Vegetables and fruit are the only foods that are needed to keep the heart healthy, but they are eaten much less than recommended.
This is a concern that has been brought to light in a number of reports, such as “What India Eats” by ICMR-NIN, 2020. This food group must be consumed in at least five servings per day in a diet that is good for the heart.
The cooking process influences the dish’s flavor, texture, color, digestibility, absorption, and nutritive value in addition to the various ingredients that are consumed.

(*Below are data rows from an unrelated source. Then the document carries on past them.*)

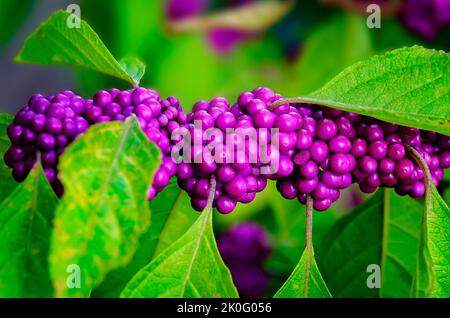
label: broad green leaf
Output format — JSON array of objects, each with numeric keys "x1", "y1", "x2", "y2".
[
  {"x1": 317, "y1": 189, "x2": 422, "y2": 297},
  {"x1": 287, "y1": 13, "x2": 373, "y2": 95},
  {"x1": 282, "y1": 46, "x2": 450, "y2": 135},
  {"x1": 169, "y1": 0, "x2": 293, "y2": 33},
  {"x1": 49, "y1": 117, "x2": 161, "y2": 297},
  {"x1": 0, "y1": 163, "x2": 58, "y2": 297},
  {"x1": 91, "y1": 179, "x2": 190, "y2": 297},
  {"x1": 0, "y1": 114, "x2": 18, "y2": 202},
  {"x1": 151, "y1": 187, "x2": 199, "y2": 258},
  {"x1": 119, "y1": 56, "x2": 146, "y2": 87},
  {"x1": 15, "y1": 10, "x2": 137, "y2": 86},
  {"x1": 274, "y1": 246, "x2": 331, "y2": 298},
  {"x1": 121, "y1": 204, "x2": 238, "y2": 298},
  {"x1": 412, "y1": 156, "x2": 450, "y2": 297},
  {"x1": 380, "y1": 190, "x2": 423, "y2": 297}
]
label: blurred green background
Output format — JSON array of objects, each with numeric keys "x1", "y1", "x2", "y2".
[{"x1": 0, "y1": 0, "x2": 449, "y2": 297}]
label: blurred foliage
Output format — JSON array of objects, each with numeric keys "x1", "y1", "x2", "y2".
[
  {"x1": 76, "y1": 0, "x2": 449, "y2": 108},
  {"x1": 0, "y1": 0, "x2": 35, "y2": 48},
  {"x1": 283, "y1": 12, "x2": 373, "y2": 95}
]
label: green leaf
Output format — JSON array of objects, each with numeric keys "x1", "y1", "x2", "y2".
[
  {"x1": 15, "y1": 10, "x2": 137, "y2": 86},
  {"x1": 91, "y1": 179, "x2": 191, "y2": 297},
  {"x1": 49, "y1": 117, "x2": 161, "y2": 297},
  {"x1": 121, "y1": 203, "x2": 238, "y2": 298},
  {"x1": 410, "y1": 146, "x2": 450, "y2": 297},
  {"x1": 414, "y1": 187, "x2": 450, "y2": 297},
  {"x1": 288, "y1": 13, "x2": 373, "y2": 95},
  {"x1": 282, "y1": 46, "x2": 450, "y2": 135},
  {"x1": 274, "y1": 246, "x2": 331, "y2": 298},
  {"x1": 0, "y1": 114, "x2": 18, "y2": 202},
  {"x1": 150, "y1": 186, "x2": 199, "y2": 259},
  {"x1": 119, "y1": 56, "x2": 146, "y2": 87},
  {"x1": 317, "y1": 189, "x2": 422, "y2": 297},
  {"x1": 0, "y1": 163, "x2": 58, "y2": 297}
]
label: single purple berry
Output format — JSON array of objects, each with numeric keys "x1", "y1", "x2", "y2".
[
  {"x1": 395, "y1": 158, "x2": 415, "y2": 179},
  {"x1": 387, "y1": 143, "x2": 406, "y2": 160},
  {"x1": 36, "y1": 133, "x2": 55, "y2": 150},
  {"x1": 329, "y1": 153, "x2": 352, "y2": 174},
  {"x1": 224, "y1": 175, "x2": 247, "y2": 199},
  {"x1": 299, "y1": 160, "x2": 318, "y2": 178},
  {"x1": 216, "y1": 196, "x2": 237, "y2": 214},
  {"x1": 360, "y1": 155, "x2": 378, "y2": 174},
  {"x1": 310, "y1": 140, "x2": 329, "y2": 163},
  {"x1": 368, "y1": 141, "x2": 388, "y2": 160},
  {"x1": 316, "y1": 119, "x2": 337, "y2": 141},
  {"x1": 296, "y1": 129, "x2": 313, "y2": 150},
  {"x1": 329, "y1": 135, "x2": 352, "y2": 153}
]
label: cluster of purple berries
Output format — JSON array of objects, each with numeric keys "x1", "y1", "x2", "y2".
[
  {"x1": 217, "y1": 222, "x2": 272, "y2": 298},
  {"x1": 177, "y1": 89, "x2": 285, "y2": 214},
  {"x1": 178, "y1": 86, "x2": 450, "y2": 212},
  {"x1": 274, "y1": 101, "x2": 450, "y2": 211},
  {"x1": 82, "y1": 87, "x2": 187, "y2": 200},
  {"x1": 3, "y1": 87, "x2": 186, "y2": 198},
  {"x1": 4, "y1": 91, "x2": 89, "y2": 196},
  {"x1": 4, "y1": 86, "x2": 450, "y2": 214}
]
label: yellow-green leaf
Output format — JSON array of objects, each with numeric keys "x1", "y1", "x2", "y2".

“Favored cooking strategies like stewing (cooking in a covered dish utilizing a little amount of fluid that is stewing) and steaming (encompassing the food with steam created by bubbling water) score well. According to Neelanjana Singh, a dietitian and wellness consultant, stir-frying or sauteing (tossing food in a small amount of fat in a frying pan) are acceptable and healthy methods of frying.
Neelanjana tells IANSlife, “Even though each cooking method has its own set of advantages and limitations, it’s useful to remember these overarching guidelines for optimal heart health:”
. Short preparation time: Overcooking ought to constantly be kept away from, regardless of what the cooking technique. Food’s nutrients, colors, and textures are destroyed when it is overcooked. The preferred cooking techniques are those that use a shorter cooking time, such as pressure cooking and microwaving.
. Using less water: Use as little water as you need when cooking. Water-soluble nutrients will be less likely to be lost as a result of this. Try making gravy or sauce with the water that was left over. Additionally, avoid cooking vegetables with baking soda. Although they retain their color, their vitamin C content decreases.
. Avoid extremely hot temperatures: This is especially crucial when using dry heat techniques like frying, grilling, baking, broiling, and baking. Acrylamide, a substance linked to diabetes, heart disease, and cancer, can be produced when food is cooked at temperatures above 180 degrees Celsius. At high temperatures, the fat that drips onto the meats, paneer, and potatoes creates these chemicals.
. Cooking oil from multiple sources: Concerning cooking oils and which one is best for our health, this is one of the most frequently asked questions about diet. Multi-source cooking oils enjoy the additional benefit of low-absorbance innovation and better intensity solidness, which is attractive for high-temperature cooking techniques like baking and searing. Fried foods are an integral part of our celebratory menus, which we can occasionally consume in moderation without increasing our disease risk.
This brings us back to the fact that diet can significantly aid in the prevention of disease. It cannot be overstated how important it is to use nutrient-dense, minimally processed ingredients.
A heart-friendly diet focuses on what we should do, but it’s also important to know what not to do. The “watch out for” list should include saturated fat, sugar, and too much salt. Foods that should be avoided include trans fats, foods that have been highly processed, and processed meats.